There are several advantages by inducing such a mechanism. There are also disadvantages but all are related to how short is the access time between the different layers of storage. The system will keep itself as an independent capsule that will only do its job when needed. Furthermore the user can access important data faster than ever. Data isn’t lost until it is not used or it is not useful anymore - time passes by and the information is ageing. As it should.

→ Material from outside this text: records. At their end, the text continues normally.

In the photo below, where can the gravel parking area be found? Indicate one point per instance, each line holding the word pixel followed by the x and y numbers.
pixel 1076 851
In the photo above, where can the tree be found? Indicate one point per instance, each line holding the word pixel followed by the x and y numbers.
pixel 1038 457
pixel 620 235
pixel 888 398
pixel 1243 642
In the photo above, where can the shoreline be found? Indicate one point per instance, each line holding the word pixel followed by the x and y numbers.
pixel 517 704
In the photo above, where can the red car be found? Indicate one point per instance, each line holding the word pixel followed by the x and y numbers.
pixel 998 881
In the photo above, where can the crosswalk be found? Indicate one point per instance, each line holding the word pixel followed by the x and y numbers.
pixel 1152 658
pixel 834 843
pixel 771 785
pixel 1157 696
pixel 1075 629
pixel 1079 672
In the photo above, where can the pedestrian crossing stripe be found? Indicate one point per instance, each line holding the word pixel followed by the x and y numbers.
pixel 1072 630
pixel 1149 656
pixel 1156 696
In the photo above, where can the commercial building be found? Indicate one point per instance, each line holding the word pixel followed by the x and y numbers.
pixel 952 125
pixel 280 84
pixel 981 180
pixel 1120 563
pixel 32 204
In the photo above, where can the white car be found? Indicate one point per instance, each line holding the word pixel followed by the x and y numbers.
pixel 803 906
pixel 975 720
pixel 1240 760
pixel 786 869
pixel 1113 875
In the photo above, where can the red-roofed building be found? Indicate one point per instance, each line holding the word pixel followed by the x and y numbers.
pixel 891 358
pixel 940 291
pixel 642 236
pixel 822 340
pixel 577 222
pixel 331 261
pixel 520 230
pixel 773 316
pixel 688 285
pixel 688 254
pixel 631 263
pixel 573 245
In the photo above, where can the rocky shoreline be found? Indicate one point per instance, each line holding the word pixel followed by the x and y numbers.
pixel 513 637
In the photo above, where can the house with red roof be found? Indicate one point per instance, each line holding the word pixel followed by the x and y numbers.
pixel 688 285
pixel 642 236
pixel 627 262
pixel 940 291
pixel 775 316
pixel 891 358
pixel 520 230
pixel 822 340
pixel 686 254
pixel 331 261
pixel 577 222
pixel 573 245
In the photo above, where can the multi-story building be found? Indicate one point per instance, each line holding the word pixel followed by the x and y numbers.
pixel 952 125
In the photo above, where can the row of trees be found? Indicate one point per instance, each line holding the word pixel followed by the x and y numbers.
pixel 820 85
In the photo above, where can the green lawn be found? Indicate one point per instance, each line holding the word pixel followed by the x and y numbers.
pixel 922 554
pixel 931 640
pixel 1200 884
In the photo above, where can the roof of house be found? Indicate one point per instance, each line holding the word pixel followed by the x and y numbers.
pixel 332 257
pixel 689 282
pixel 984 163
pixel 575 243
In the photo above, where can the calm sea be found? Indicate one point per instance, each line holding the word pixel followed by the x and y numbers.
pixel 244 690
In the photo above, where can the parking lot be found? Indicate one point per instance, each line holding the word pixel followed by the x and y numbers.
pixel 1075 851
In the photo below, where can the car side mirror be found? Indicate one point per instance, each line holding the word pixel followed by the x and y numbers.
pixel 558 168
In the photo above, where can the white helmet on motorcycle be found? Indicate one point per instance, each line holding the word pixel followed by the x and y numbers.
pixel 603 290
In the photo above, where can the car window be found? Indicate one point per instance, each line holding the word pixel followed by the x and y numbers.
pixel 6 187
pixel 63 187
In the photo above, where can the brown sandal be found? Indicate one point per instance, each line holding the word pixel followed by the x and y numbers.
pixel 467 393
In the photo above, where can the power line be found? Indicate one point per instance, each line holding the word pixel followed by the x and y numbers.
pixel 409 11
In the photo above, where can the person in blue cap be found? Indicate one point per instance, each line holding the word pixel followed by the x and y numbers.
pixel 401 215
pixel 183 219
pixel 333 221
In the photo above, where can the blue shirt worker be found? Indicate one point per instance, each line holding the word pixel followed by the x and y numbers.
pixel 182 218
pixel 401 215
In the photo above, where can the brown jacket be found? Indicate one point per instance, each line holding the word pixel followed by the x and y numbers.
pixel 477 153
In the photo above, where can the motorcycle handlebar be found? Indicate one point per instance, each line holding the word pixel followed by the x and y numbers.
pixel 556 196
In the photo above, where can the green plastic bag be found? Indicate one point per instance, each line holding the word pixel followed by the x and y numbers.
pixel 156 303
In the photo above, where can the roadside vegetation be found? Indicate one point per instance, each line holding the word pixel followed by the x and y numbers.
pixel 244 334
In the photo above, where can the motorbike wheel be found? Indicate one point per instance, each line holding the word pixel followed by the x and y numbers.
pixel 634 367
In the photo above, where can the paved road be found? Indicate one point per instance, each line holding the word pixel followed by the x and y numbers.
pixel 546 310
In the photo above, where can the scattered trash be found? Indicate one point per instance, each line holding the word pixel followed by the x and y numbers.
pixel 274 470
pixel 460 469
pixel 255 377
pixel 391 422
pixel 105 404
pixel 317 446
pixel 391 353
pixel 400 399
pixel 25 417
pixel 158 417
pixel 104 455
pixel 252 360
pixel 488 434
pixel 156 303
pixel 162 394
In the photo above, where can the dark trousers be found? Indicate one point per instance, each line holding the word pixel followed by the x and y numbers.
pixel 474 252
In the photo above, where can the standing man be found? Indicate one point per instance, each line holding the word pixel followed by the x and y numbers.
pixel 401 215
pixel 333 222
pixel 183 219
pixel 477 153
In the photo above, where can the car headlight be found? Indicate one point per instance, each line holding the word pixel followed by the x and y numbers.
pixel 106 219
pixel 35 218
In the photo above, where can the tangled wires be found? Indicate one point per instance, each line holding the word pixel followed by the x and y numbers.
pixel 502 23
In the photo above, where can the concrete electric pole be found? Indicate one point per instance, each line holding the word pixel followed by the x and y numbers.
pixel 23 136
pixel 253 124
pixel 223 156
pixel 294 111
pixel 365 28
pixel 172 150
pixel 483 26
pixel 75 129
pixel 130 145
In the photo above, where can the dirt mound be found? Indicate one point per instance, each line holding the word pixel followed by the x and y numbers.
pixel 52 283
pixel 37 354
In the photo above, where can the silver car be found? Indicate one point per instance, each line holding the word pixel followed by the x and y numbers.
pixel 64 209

We need to learn from history - information is always important and knowledge is the most powerful weapon, but there are millions of GB of data sitting somewhere in a dark corner for nobody to use or just forgotten but still occupying valuable space. Deleting data becomes an act of will. If computers were inspired by the human brain there is a necessity to emulate its behaviour. We should use information in a smart and productive way that can cause and sustain evolution, otherwise everything will be overwhelmed by the staggering amounts of present and future terabytes. We should remember what counts, what is important not only for us but also our society. We should forget what becomes white noise. Machines shouldn’t be so different.